The banality of surveillance | On an internet where everything is tracked, our privacy is maintained mainly because our data is too boring and time consuming to sort through. But AIs don't get bored.

Blaze@piefed.zip · 5 days ago

The banality of surveillance | On an internet where everything is tracked, our privacy is maintained mainly because our data is too boring and time consuming to sort through. But AIs don't get bored.

refalo@programming.dev · edit-2 4 days ago

I think the article fails to take several critical factors into consideration.

The complexity of dealing with such large amounts of information will keep increasing forever as the amount of information also grows
AI struggles with conflicting information and mistakes, which happen a lot especially when humans are involved, so eventually you will have lots of “garbage in garbage out” issues causing problems
The data one might be able to track will continuously be challenged or removed on legal/compliance bases over time, reducing its availability

For example: Yes the NSA might want our chatbot logs, but after enough people realize they might be/are getting them, people will stop feeding it as much, or introduce noise on purpose. It’s not a perfect vacuum of constant reliable information forever. We are already seeing that AI models learning from web results are getting caught up in their own slop making themselves dumber. And the sheer volume of information relative to the computing power necessary to process everything will also become a problem if they keep trying to process every single thing.

apparia@discuss.tchncs.de · 4 days ago

I think this comment is based on an extremely optimistic – bordering on fantastical – outlook.

The complexity of dealing with such large amounts of information will keep increasing forever as the amount of information also grows

The capacity and capability to handle the data will grow too.

AI struggles with conflicting information and mistakes, which happen a lot especially when humans are involved, so eventually you will have lots of “garbage in garbage out” issues causing problems

This is what data analysis is though. Extracting patterns from noisy data. Ignoring outliers.
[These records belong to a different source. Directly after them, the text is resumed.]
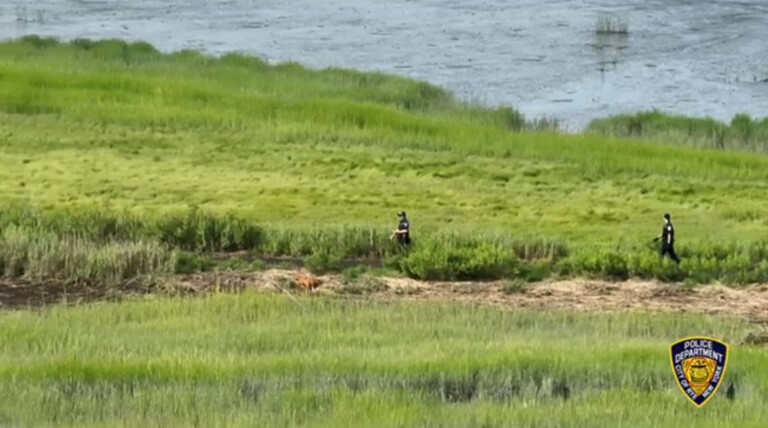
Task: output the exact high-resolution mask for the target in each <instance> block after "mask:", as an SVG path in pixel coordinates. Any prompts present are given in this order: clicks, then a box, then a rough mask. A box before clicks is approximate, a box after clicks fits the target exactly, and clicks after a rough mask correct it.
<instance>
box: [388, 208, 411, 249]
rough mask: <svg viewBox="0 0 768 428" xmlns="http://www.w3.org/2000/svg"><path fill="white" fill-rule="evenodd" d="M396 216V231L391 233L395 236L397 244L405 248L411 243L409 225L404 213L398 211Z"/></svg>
mask: <svg viewBox="0 0 768 428" xmlns="http://www.w3.org/2000/svg"><path fill="white" fill-rule="evenodd" d="M397 216H398V217H399V218H400V223H398V225H397V229H396V230H395V231H394V232H392V236H393V237H395V236H397V243H398V244H400V246H401V247H402V248H405V247H406V246H407V245H408V244H410V243H411V225H410V224H409V222H408V218H407V217H406V216H405V211H400V212H399V213H397Z"/></svg>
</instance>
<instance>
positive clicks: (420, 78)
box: [0, 0, 768, 129]
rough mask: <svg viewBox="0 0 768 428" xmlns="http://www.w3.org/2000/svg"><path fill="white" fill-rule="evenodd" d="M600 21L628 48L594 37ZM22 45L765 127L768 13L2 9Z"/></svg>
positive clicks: (20, 4)
mask: <svg viewBox="0 0 768 428" xmlns="http://www.w3.org/2000/svg"><path fill="white" fill-rule="evenodd" d="M601 16H609V17H618V18H621V19H625V20H626V21H627V22H628V24H629V35H628V37H620V36H604V37H598V36H597V35H596V34H595V25H596V22H597V20H598V18H599V17H601ZM25 34H43V35H51V36H56V37H59V38H62V39H65V40H66V39H71V38H75V37H89V38H111V37H119V38H124V39H129V40H145V41H148V42H150V43H152V44H154V45H155V46H157V47H158V48H160V49H161V50H166V51H167V50H177V49H182V48H195V49H200V50H204V51H207V52H209V53H213V54H220V53H222V52H227V51H241V52H247V53H251V54H256V55H259V56H262V57H265V58H267V59H269V60H270V61H285V60H295V61H299V62H301V63H304V64H306V65H309V66H312V67H325V66H342V67H349V68H356V69H361V70H378V71H384V72H391V73H397V74H401V75H407V76H411V77H415V78H418V79H424V80H427V81H430V82H432V83H435V84H438V85H441V86H443V87H446V88H448V89H450V90H452V91H453V92H455V93H456V94H457V95H458V96H459V97H461V98H463V99H470V100H474V101H479V102H483V103H486V104H489V105H499V104H505V105H512V106H514V107H516V108H518V109H520V110H521V111H522V112H523V113H525V114H526V116H528V117H541V116H548V117H556V118H559V119H561V120H563V123H564V124H565V125H566V126H567V127H569V128H571V129H578V128H581V127H583V126H584V125H585V124H586V123H587V122H588V121H589V120H591V119H593V118H596V117H603V116H607V115H611V114H617V113H625V112H633V111H638V110H646V109H651V108H658V109H662V110H666V111H670V112H674V113H681V114H686V115H692V116H711V117H715V118H717V119H721V120H730V118H731V117H732V116H733V115H734V114H736V113H739V112H746V113H749V114H752V115H753V116H760V117H762V116H768V82H766V79H768V0H748V1H721V0H572V1H566V0H518V1H503V0H443V1H437V0H390V1H386V2H385V1H380V0H379V1H375V0H184V1H163V0H0V38H11V37H20V36H23V35H25Z"/></svg>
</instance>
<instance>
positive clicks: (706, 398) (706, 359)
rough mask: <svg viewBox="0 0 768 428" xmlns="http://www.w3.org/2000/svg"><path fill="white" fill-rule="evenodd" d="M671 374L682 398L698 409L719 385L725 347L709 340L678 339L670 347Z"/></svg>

I don’t think anybody is suggesting they’ll just dump a CSV of your web history into ChatGPT and ask it if you’re probably going to a protest this weekend (although does it sound so far fetched that that might actually work?), it’ll be used in combination with existing and constantly improving data mining techniques.

The data one might be able to track will continuously be challenged or removed on legal/compliance bases over time, reducing its availability

Are you implying data protection laws will not only not be inexorably eroded year upon year by increasingly surveillance-hungry governments, but will actually get a significantly better than their current milquetoast state? I’ve gotta say, that’s seeming increasingly unlikely to me; right now we’re seeing mandatory identity verification being legislated on more and more things by more and more governments.

Yes the NSA might want our chatbot logs, but after enough people realize they might be/are getting them, people will stop feeding it as much, or introduce noise on purpose

This has to be a sarcastic reference to Snowden, right? The thing where the entire world found out about the how NSA absolutely is – not “might be” – monitoring your internet and conversation logs, and basically nobody did a fucking thing to change? That was 12 years ago.

And the sheer volume of information relative to the computing power necessary to process everything will also become a problem if they keep trying to process every single thing.

Good thing they’re not doing anything crazy to get more computing power, like buying up practically the entire global supply of RAM or building data centres at an exponentially increasing rate.